The state-by-state analysis ranks New Jersey's youth obesity rate of 14.8 percent as the 28th highest in the nation. The national rate is 15.8 percent.

"The key message here is that these new data show that nearly 1 in 6 young people in our country has obesity, and that puts them at greater risk for conditions like heart disease, Type 2 diabetes and high blood pressure," said Jamie Bussel, senior program officer for RWJF.

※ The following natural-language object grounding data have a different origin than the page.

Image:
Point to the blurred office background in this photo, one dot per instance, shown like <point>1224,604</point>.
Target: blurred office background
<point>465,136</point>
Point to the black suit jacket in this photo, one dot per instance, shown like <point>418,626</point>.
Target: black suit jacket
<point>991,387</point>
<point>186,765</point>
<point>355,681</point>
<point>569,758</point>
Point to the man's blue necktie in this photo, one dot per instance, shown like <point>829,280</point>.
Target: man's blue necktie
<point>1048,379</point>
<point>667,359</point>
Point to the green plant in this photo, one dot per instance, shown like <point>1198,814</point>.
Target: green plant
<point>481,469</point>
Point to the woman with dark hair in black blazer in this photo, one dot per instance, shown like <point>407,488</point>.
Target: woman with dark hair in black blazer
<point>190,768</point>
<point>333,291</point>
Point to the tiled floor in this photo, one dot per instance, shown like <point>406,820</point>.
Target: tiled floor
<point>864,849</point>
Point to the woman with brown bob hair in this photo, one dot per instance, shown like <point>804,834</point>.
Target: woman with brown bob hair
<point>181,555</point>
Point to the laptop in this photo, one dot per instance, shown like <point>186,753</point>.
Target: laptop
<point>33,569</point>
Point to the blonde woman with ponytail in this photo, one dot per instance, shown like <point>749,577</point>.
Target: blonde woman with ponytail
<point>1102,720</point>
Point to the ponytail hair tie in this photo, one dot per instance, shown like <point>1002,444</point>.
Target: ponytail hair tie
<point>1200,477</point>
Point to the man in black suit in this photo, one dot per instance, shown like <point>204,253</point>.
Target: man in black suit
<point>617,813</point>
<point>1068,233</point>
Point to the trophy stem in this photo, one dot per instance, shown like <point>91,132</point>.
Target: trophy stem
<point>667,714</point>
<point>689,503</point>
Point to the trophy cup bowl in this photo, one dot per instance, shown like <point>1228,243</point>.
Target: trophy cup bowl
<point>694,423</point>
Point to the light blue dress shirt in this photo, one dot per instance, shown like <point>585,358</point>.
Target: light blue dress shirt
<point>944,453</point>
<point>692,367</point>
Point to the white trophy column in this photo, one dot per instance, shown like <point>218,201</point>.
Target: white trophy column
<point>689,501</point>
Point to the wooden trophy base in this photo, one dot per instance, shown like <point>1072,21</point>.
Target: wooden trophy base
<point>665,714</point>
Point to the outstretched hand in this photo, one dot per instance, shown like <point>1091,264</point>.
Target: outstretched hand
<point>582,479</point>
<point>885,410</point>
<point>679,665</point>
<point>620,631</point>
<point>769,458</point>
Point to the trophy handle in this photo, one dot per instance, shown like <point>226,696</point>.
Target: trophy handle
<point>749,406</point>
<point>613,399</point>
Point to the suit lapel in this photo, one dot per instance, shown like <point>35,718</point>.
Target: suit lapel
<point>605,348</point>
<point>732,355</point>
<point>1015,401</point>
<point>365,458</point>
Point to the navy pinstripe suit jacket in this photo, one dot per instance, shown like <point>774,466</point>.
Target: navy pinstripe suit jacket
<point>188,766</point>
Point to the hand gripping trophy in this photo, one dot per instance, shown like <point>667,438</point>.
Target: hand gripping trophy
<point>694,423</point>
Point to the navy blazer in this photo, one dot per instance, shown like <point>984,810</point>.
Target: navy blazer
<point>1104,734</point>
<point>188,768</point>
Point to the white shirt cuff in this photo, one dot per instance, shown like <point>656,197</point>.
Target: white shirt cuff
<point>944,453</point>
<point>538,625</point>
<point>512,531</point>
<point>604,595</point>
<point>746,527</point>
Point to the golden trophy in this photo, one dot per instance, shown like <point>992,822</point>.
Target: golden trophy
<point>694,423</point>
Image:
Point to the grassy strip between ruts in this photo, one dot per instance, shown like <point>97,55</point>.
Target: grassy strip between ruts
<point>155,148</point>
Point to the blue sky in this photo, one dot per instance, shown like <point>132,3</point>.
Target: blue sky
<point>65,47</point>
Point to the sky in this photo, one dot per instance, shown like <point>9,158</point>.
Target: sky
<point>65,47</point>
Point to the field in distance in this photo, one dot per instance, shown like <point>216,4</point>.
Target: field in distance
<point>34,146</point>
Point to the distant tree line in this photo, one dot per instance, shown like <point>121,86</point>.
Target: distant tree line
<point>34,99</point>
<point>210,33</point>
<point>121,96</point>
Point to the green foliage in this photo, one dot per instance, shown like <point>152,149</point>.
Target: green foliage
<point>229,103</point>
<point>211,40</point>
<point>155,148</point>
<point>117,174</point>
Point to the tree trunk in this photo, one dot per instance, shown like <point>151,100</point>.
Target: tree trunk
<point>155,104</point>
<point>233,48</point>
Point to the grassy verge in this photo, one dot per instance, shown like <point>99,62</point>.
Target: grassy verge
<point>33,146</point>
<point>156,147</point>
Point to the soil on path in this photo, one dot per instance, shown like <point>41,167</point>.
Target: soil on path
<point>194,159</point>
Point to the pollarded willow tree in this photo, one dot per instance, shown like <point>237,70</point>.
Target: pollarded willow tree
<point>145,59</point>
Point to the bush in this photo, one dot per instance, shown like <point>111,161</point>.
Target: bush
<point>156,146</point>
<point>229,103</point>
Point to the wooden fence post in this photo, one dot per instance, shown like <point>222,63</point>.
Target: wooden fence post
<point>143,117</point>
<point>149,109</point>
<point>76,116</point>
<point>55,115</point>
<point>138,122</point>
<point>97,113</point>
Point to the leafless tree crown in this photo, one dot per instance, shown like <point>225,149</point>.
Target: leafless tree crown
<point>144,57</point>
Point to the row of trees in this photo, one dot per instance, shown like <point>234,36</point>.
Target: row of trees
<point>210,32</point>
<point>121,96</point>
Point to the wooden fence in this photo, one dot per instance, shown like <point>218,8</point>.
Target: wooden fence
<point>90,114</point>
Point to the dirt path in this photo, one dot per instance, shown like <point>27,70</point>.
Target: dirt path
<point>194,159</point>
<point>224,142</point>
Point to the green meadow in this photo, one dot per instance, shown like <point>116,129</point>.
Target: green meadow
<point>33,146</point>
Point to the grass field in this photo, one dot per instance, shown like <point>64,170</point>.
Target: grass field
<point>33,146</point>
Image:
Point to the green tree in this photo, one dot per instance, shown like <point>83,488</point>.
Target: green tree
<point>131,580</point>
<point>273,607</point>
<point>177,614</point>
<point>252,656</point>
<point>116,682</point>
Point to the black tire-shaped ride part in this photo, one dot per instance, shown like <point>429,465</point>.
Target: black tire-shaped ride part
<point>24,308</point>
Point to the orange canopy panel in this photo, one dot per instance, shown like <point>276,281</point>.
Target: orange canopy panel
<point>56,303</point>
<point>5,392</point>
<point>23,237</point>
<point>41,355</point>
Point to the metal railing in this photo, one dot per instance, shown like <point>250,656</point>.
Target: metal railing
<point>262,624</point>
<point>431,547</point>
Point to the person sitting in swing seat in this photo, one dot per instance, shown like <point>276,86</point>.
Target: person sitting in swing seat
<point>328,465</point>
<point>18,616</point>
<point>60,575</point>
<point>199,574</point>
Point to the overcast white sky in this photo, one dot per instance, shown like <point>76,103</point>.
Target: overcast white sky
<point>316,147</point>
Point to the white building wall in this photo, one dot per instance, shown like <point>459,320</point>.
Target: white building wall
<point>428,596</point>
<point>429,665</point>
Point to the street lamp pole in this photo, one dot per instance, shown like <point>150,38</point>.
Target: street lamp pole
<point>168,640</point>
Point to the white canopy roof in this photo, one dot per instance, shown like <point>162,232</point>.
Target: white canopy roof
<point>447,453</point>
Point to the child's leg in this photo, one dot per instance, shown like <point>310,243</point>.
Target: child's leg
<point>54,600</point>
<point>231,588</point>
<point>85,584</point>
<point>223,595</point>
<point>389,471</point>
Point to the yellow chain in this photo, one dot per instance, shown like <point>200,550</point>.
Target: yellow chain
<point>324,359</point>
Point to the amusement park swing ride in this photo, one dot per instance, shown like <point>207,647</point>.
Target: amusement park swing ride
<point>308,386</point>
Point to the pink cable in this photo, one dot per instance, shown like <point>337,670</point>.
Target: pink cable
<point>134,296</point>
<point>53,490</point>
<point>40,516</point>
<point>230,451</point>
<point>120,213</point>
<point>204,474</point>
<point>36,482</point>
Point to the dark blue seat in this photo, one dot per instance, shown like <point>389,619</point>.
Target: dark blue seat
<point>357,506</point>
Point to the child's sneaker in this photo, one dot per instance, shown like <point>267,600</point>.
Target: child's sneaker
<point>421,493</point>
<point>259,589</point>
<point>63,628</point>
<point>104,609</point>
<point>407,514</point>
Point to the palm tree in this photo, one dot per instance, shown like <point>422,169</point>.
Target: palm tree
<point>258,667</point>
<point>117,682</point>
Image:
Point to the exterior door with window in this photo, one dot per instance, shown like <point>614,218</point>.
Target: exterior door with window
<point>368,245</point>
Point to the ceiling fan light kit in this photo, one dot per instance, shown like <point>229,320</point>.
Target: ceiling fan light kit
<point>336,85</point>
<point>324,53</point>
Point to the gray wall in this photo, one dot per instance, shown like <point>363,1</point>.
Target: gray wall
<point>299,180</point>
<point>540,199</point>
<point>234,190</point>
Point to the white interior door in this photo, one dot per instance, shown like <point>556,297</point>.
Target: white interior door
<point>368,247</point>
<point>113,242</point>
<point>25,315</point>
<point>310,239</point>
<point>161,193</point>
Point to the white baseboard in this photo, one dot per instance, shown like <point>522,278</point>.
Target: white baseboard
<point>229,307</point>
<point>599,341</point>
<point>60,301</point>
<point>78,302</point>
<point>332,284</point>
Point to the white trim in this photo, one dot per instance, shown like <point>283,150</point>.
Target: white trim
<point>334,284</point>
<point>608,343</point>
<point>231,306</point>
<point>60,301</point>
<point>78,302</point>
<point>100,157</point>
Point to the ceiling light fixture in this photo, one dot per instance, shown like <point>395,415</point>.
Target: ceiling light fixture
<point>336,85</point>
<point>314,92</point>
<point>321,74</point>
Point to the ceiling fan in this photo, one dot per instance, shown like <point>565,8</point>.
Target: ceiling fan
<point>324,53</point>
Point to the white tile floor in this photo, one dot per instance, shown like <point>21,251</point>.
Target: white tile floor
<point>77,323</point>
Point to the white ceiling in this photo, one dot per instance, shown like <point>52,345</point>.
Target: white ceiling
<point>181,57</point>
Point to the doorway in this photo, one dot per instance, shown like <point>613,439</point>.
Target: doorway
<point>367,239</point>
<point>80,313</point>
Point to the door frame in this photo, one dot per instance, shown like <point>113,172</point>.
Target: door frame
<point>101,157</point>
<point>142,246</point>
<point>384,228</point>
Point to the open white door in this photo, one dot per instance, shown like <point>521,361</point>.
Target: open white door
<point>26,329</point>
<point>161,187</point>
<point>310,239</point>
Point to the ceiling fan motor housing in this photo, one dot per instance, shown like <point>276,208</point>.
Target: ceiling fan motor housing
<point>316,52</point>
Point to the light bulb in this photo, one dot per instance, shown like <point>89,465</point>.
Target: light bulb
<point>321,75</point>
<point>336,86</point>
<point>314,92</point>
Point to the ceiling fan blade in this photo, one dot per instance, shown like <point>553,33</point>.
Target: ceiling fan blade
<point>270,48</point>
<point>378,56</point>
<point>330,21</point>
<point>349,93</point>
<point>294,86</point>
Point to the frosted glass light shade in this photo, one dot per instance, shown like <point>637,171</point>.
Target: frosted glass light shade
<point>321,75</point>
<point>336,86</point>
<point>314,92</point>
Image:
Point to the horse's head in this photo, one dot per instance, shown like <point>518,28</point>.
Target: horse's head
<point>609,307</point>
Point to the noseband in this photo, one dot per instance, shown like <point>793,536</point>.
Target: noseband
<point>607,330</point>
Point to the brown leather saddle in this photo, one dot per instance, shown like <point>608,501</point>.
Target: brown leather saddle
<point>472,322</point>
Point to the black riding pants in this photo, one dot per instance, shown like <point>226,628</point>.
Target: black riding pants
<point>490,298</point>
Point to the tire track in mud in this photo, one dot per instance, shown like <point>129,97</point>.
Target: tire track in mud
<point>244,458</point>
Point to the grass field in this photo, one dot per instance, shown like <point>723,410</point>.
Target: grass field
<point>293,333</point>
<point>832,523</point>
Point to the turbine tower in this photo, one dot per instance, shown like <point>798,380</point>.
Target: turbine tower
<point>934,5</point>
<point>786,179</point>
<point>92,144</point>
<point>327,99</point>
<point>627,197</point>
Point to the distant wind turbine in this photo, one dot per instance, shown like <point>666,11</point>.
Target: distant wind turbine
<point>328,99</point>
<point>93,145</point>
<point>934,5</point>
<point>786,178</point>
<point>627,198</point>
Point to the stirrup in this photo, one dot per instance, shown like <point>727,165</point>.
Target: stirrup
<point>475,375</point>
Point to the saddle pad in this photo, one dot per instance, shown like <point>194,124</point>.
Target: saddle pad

The 2016-17 findings are based on parents' reports of their children's height and weight.

"We can really ensure that we're addressing this public health epidemic by ensuring that schools and child care centers are offering plenty of nutritious foods and time to be physically active," Bussel said. "We should also be ensuring that federal programs that we know are critically important family supports — like SNAP and like WIC — are accessible to the families that need them."

According to the Centers for Disease Control and Prevention, the obesity rate among 2- to 4-year-olds enrolled in WIC (the nutrition program for women, infants and children) dropped from 18.9 percent to 15.3 percent between 2010 and 2014.

Bussel said if kids maintain a healthy weight by kindergarten, they're "much more likely" to retain that trajectory well into adolescence and adulthood.

An analysis released in September found New Jersey has the 11th lowest obesity rate (27.3 percent) in the nation. Adult obesity rates exceed 30 percent in 36 states.